HM Treasury releases major EY study of UK financial tech sector

BVWire–UKIssue #10-1
January 21, 2020

industry analysis
economic forecast, valuation methodology, industry analysis

Business valuers concerned about fintech can get a great view of this critical sector from ‘UK FinTech: On the Cutting Edge,’ a just-released study HM Treasury commissioned back in 2014 as part of the Chancellor of the Exchequer’s goal of making the UK the ‘global capital of FinTech.’ Imran Gulamhuseinwala, EY’s fintech leader, led the study, whose prime purpose was to compare the local ecosystem with those in California, New York, Hong Kong, Singapore, Germany, and Australia.

The report begins by positioning the UK as the dominant player in this sector, looking at 2015 data:

We estimate that the UK FinTech sector represented c.£6.6b in revenue in 2015 and attracted c.£524m in investment. With c.61,000 people employed in the sector (c.5% of the total financial services (FS) workforce), more people work in UK FinTech than in New York FinTech, or in the combined FinTech workforce of Singapore, Hong Kong and Australia.

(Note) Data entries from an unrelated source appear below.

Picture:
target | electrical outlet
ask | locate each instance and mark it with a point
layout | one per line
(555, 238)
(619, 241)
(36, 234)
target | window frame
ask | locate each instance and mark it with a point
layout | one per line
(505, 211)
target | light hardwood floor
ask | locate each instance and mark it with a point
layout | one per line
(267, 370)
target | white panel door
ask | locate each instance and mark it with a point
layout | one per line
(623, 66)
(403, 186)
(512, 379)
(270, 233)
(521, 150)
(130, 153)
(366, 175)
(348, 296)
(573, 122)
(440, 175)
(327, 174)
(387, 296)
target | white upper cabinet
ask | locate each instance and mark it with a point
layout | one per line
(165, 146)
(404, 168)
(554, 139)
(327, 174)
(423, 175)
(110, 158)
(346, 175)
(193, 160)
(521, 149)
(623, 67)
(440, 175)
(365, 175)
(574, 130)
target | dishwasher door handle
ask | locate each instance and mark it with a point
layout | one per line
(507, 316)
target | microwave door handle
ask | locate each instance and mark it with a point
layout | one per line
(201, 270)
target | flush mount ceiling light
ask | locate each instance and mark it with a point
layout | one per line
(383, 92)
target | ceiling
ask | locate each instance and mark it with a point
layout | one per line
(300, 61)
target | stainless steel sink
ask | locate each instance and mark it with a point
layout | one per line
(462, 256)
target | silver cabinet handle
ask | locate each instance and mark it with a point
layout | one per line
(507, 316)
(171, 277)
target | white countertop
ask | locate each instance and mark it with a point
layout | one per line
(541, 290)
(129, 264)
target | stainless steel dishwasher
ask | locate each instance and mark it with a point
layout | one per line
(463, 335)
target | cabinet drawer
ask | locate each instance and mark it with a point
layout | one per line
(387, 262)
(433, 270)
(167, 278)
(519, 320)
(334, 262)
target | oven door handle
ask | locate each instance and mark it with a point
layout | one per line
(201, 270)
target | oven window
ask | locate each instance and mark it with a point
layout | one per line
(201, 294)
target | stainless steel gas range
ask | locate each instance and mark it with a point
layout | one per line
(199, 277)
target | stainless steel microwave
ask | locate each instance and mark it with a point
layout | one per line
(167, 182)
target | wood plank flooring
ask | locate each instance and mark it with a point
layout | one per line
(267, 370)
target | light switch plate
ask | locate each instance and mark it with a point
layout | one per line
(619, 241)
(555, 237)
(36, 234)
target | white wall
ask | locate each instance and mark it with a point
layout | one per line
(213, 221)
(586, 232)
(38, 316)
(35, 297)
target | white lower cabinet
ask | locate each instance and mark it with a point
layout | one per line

Over half (54%) of UK fintech firms are in the banking and payment subsector, followed by credit and lending (20%), and investment management and capital markets (12%). Insurance, pension, and retail fintech make up most of the balance.

That being said, capital and valuation questions pose some challenges. The EY study finds that the government policy and human capital positions are stronger than the other international fintech ecosystems. And there are many effective financing schemes for startup fintech. Still, investment support for middle-market and listed fintech companies in the UK falls far short of the kind of capital available in California or New York, and meanwhile China is entering the market with major investments. This tends to drive successful UK fintech firms toward the NYSE or Nasdaq, though the LSEG’s ‘profile has continued to rise within the financial services sector with notable listing over the past two years.’ Much of this success has resulted from the 2014 Project Innovate programme.